Tonight's results will matter a lot, of course. But only up to a point. It seems quite likely that Hillary will win Ohio and at least come close in Texas, and perhaps win the primary there--but won't run up large margins. Under most of the likely scenarios, it does not sound like she has any intention of folding her tent voluntarily, even though the delegate math will almost certainly remain awful for her.
That's why I think tonight may matter less than the aftermath in the second half of this week. I assume we're going to see a ferocious push by the Obama campaign to create a climate of opinion that demands Hillary's exit. This hint that he's about to unveil 50 more superdelegate endorsements is a preview. So is the fact that Obama has waited to release his February fundraising haul, which is expected to top an astonishing $50 million.
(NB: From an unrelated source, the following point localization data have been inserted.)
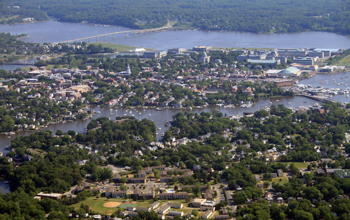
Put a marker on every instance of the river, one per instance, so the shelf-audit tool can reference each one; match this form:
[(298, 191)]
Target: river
[(53, 31)]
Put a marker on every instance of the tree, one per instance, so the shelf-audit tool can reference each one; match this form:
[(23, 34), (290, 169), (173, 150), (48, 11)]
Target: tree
[(123, 180), (7, 123)]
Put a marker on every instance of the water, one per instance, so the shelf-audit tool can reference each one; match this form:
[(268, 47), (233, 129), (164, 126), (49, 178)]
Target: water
[(52, 31), (340, 78), (13, 67)]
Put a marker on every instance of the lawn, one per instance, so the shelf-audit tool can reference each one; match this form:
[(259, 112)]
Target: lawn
[(118, 47), (297, 164), (123, 206), (345, 61), (97, 204), (280, 180)]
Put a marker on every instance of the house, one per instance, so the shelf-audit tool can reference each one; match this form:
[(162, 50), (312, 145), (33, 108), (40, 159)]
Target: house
[(142, 174), (119, 194), (154, 205), (133, 214), (136, 180), (130, 208), (142, 209), (175, 213), (85, 185), (257, 177), (27, 157), (198, 202), (163, 209), (109, 191), (116, 178), (218, 217), (207, 214), (175, 205), (148, 170), (280, 173)]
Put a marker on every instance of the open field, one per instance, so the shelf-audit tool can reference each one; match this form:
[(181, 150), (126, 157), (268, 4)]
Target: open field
[(118, 47), (280, 180), (123, 206), (345, 61), (106, 206), (111, 204), (97, 205)]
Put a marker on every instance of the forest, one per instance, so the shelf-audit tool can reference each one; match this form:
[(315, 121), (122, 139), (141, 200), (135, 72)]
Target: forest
[(251, 16)]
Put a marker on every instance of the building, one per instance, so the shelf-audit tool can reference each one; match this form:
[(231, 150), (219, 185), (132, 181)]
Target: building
[(163, 209), (304, 60), (168, 196), (207, 214), (280, 173), (290, 71), (318, 54), (175, 213), (265, 62), (154, 205), (175, 205), (204, 58), (119, 194), (201, 48), (142, 174), (50, 195), (154, 54), (198, 202), (218, 217), (176, 50)]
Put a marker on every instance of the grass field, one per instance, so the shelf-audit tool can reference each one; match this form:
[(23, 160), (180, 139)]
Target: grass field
[(97, 204), (297, 164), (345, 61), (280, 180), (118, 47)]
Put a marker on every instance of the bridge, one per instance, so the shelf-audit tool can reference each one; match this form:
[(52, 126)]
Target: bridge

Party leaders and liberal pundits are going to start hammering on Hillary to get out.
What's not clear to me is whether her campaign has a persuasive counter argument. Arguing that she's likely to win Pennsylvania only goes so far, given that it probably can't get her out of the delegate hole--and, moreover, that it's six unbelievably long-seeming weeks away. Who will step forward and argue for Hillary's right to stay in the race? (Here's one bright ray of light: A surprising poll saying two-thirds of Democrats want her to stay in.)
The bottom line is that I'm almost less interested in the particulars of what happens tonight than in what cards the two campaigns play later this week. Whoever wins that argument is what will decide whether Hillary survives to fight another day.